Dün basına düşen iki ölüm haberi, bir kez daha “nereden nereye?” dedirtti.
Atatürk döneminden bir kadın, 98 yaşında öldü
Arkeolog ve yazar, İstanbul Üniversitesi emekli öğretim üyesi Prof. Halet Çambel, evinde
ölü bulundu. Çambel, 20 yaşında bir arkeoloji öğrencisi iken eskrimci olarak 1936 Berlin
Olimpiyatları'nda, Türkiye'yi olimpiyatlarda temsil eden ilk kadın sporcuydu. Dünyaya geliş
amacına hizmet etmiş, doya doya yaşamış, pek çok başarılara imza atmış, sevmiş, sevilmiş,
aydınlanmış ve aydınlatmış, güzellikler görüp vaktini tamam eylediğinde göçüp gitmiş bu
diyardan… Ya diğeri?
Başbakan Erdoğan döneminde henüz 14’ündeyken 2 doğum yapmış çocuk gelin öldü
Siirt'te 12 yaşında zorla evlendirilip 13 yaşında anne olan ve 14 yaşında ikinci çocuğunu
erken doğumla dünyaya getiren ancak bebeğini kaybeden çocuk gelin de ölü bulundu. Resmi
nikâhsız yaşadığı eşinin ailesine ait evde silahla vurularak ölmüş bulunan Kader Erten’in
ölümünü şüpheli bulan savcılık, soruşturma başlattı. Şu an 1,5 yaşında olan bebeğini ise
muhtemelen sağlıksız ev ortamında dünyaya getirdiği konuşuluyor!
Ölümü, ansızın hangi korkularla tattığı henüz bilenmeyen Kader, hayatı daha yaşamamıştı
ki… O daha Kader olamamıştı; çocuktu daha…

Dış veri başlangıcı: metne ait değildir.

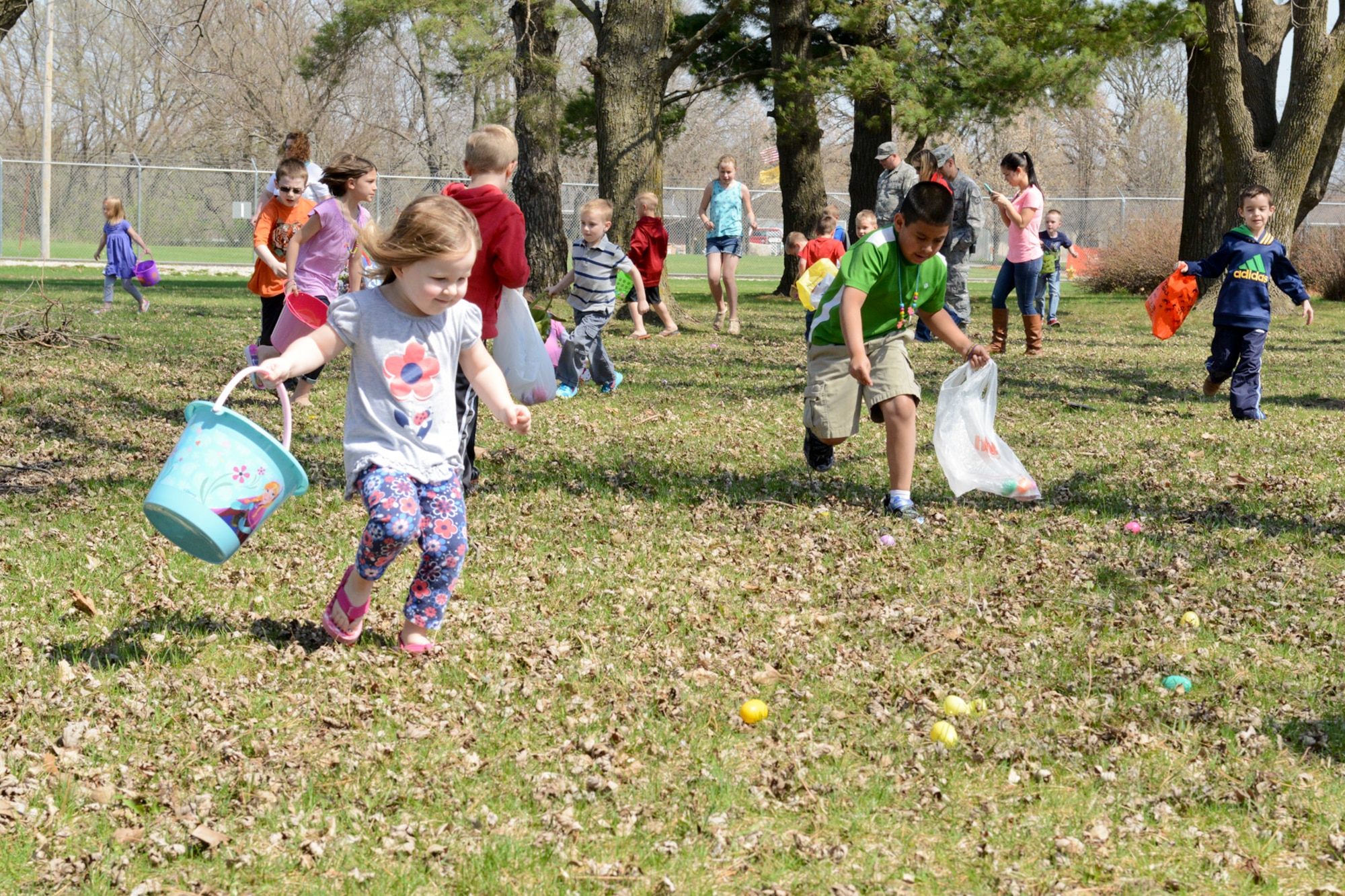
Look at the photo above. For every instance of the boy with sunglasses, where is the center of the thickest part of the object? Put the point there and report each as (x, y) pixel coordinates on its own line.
(279, 221)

Ey AKP, Kader’in kadersizliğinde payın büyük!
Kader’in kadersizliği, laik ve demokratik Türkiye Cumhuriyeti’nin yapı taşlarıyla oynayan
iktidarın günahı... Gidişat dâhilinde artan kadına şiddet, cinayet, çocuk gelin vb tüm olaylar,
hükümet politikalarıyla birebir bağlantılı...
Cins ayrımcılığının mimarı, AKP!
4+4+4 eğitim sistemi dayatmasıyla maalesef ilk 4 sonrası eğitimden kesilen kız çocukları,
başları bağlanıp cehalet içinde evlendirilecekler. Pek çoğu erken doğumlarda ölecek, şiddet
görecek, bunalımlara girecek, intihara sürüklenecek...
Sosyal yaşamdan ve iş dünyasından soyutladığınız kadınlara, cins ayrımcılığı yaparak Türkiye
Cumhuriyeti’nin geleceğine ipotek koymaktasınız.
Son 10 yılda artan kadına şiddet olaylarının “baht” ile ilgisi yok!
Yokluktan var edilen sanayisi ve ekonomisiyle, kadını ve erkeğiyle yükselen kültür ve
eğitim düzeyiyle güneş gibi parlayan Türkiye Cumhuriyeti’ni, günümüz iktidarı, yılların
sindirilmiş kini ve öfkesiyle ama sözde “özgürlük” ve “eşitlik” adı altında gericiliğe, karanlığa
sürüklemekte...
Uyan, ey Türk halkı!
Bugün Kader, dün Serpil ve daha nice niceleri, yarın belki sen, belki senin kızın, kız kardeşin
vakitsiz kara toprağa girecek; daha uyuyacak mısın?